In early 2018, Getman reached out to his contacts in the gaming world and eventually connected with OMB Media, which was creating the game MazeQuest 2. Right off the bat, Getman felt a connection with the name: MazeQuest meets Mazedude.

The creators had an original MazeQuest game but were looking for a new composer, and Getman fit the bill. The RPG (role-playing game) needed a score that they had already mapped out, which gave Getman descriptions of how the music should make the player feel.

“It was right up my alley,” he says. “It was a game with flexibility where I could use orchestral sounds, but weave in other sounds and create a fusion-based genre.”

He drafted ideas for themes in 8-bit and later refined the songs. Both versions can now be found on the complete 50-track album, which also features bonus tracks of unused material.

From February through May, Getman worked on the project during mornings, weekends and nights between obligations with work and family, while also communicating with game developers in California and Guatemala. The resulting tracks feature instrumental sounds spanning sitar, Tibetan bells, Alpen horn, apache shaker, steel drums, hammered dulcimer and more.

“I got to use ethnic sounds, and it was so much fun,” Getman says. “It was such an interesting palate to blend together.”

Part of the reasoning for the variety was that most songs used for video games are only one to two minutes long and set on a loop. “It’s something you’re going to hear over and over and over again,” Getman says. “It’s impressive and challenging to develop something that you won’t get tired of. It locks me in a box so that I can’t develop something for four to five minutes, but doing so would also take much longer.

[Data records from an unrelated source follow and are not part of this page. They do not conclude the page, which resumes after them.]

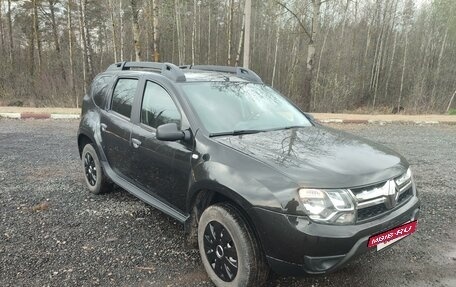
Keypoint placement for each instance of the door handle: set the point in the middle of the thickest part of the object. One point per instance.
(103, 127)
(136, 143)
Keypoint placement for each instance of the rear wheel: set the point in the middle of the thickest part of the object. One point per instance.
(230, 253)
(95, 179)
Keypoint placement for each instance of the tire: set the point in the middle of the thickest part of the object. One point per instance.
(96, 180)
(222, 233)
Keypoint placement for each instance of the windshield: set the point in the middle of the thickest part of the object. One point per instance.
(230, 107)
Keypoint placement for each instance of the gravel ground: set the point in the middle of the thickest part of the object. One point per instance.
(54, 233)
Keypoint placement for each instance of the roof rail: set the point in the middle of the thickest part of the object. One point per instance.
(168, 70)
(238, 71)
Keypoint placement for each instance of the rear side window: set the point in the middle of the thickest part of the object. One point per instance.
(123, 96)
(99, 88)
(157, 107)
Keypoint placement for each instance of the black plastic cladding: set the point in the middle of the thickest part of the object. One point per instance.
(176, 74)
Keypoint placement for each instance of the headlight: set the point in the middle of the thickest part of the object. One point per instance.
(331, 206)
(405, 178)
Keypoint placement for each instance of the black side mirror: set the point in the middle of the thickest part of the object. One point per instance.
(170, 132)
(311, 118)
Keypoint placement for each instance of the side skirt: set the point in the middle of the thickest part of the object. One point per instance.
(144, 196)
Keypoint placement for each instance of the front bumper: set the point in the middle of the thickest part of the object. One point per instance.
(294, 245)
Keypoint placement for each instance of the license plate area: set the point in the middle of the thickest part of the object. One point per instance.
(391, 236)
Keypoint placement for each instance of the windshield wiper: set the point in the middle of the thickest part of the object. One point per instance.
(236, 133)
(288, 128)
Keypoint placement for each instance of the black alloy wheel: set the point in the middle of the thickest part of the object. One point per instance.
(90, 169)
(220, 251)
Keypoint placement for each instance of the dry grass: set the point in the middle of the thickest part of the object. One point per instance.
(40, 110)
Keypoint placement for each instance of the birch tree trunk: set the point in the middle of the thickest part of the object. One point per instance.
(241, 41)
(156, 35)
(391, 65)
(36, 31)
(178, 31)
(84, 45)
(230, 30)
(403, 73)
(437, 72)
(315, 33)
(56, 38)
(121, 31)
(247, 18)
(2, 31)
(10, 34)
(274, 67)
(113, 29)
(136, 32)
(194, 32)
(70, 52)
(451, 101)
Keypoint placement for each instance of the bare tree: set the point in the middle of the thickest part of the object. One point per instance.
(136, 32)
(36, 31)
(248, 20)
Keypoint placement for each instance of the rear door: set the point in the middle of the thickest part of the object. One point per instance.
(116, 124)
(161, 168)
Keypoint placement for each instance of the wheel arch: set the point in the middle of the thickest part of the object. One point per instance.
(206, 196)
(84, 139)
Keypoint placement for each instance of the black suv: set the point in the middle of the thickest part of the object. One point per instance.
(257, 183)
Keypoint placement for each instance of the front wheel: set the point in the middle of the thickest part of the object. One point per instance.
(95, 179)
(229, 250)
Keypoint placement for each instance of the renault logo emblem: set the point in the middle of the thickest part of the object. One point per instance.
(392, 195)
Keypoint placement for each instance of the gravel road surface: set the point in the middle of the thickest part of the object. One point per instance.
(54, 233)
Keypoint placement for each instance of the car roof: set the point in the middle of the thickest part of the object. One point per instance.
(189, 73)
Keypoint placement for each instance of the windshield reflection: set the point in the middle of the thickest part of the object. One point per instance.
(230, 107)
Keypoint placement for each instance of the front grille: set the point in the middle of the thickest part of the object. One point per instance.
(376, 200)
(371, 211)
(405, 195)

“However, with this game, it doesn’t interfere with the play. When you battle, the music changes. When you walk into the church, the music changes. You’re not sharing the same music for five minutes without going anywhere.”

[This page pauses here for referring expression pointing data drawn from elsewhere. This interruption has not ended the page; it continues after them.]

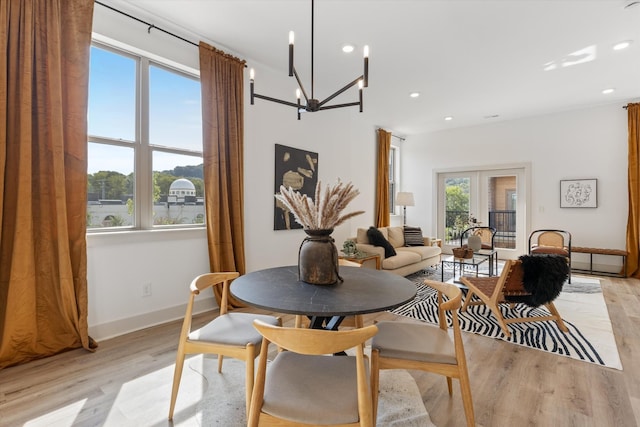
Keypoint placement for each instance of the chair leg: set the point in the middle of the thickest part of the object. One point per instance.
(467, 402)
(554, 311)
(177, 376)
(249, 377)
(375, 382)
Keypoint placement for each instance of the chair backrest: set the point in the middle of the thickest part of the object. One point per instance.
(208, 280)
(486, 234)
(314, 341)
(550, 238)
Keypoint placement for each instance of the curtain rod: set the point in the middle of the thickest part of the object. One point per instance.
(146, 23)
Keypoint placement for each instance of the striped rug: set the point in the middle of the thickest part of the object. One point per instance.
(581, 305)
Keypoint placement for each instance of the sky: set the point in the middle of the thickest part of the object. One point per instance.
(174, 112)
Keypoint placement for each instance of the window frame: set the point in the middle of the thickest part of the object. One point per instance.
(143, 150)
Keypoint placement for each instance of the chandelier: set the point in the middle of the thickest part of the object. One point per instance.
(311, 103)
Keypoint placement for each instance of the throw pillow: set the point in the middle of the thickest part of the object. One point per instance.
(377, 239)
(413, 236)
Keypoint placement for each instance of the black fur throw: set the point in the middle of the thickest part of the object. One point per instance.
(377, 239)
(543, 277)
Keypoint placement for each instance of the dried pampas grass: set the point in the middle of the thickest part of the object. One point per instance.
(325, 212)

Getman was also one of the testers for the game, which was released online in October. “Game developers often show games in progress for fans to play and then give feedback,” he says. “But often they don’t respond well to fan feedback. I give big kudos to this company for making sure fans and players were happy. It’s polished and they involved the community throughout the process.”

Getman has other musical plans in the hopper, but he’s not involved with video game composing at the moment, although he’d be open to discussions about potential projects.

And for those who want to follow in his footsteps, Getman offers some simple advice. “Just keep trying and reaching out,” he says. “There are lots of Facebook groups for indie game developers. Also, develop a portfolio to show off your work. I’ve seen people draft soundtracks to games that didn’t exist just to show what they could do. You can show that you have skills to get their attention.”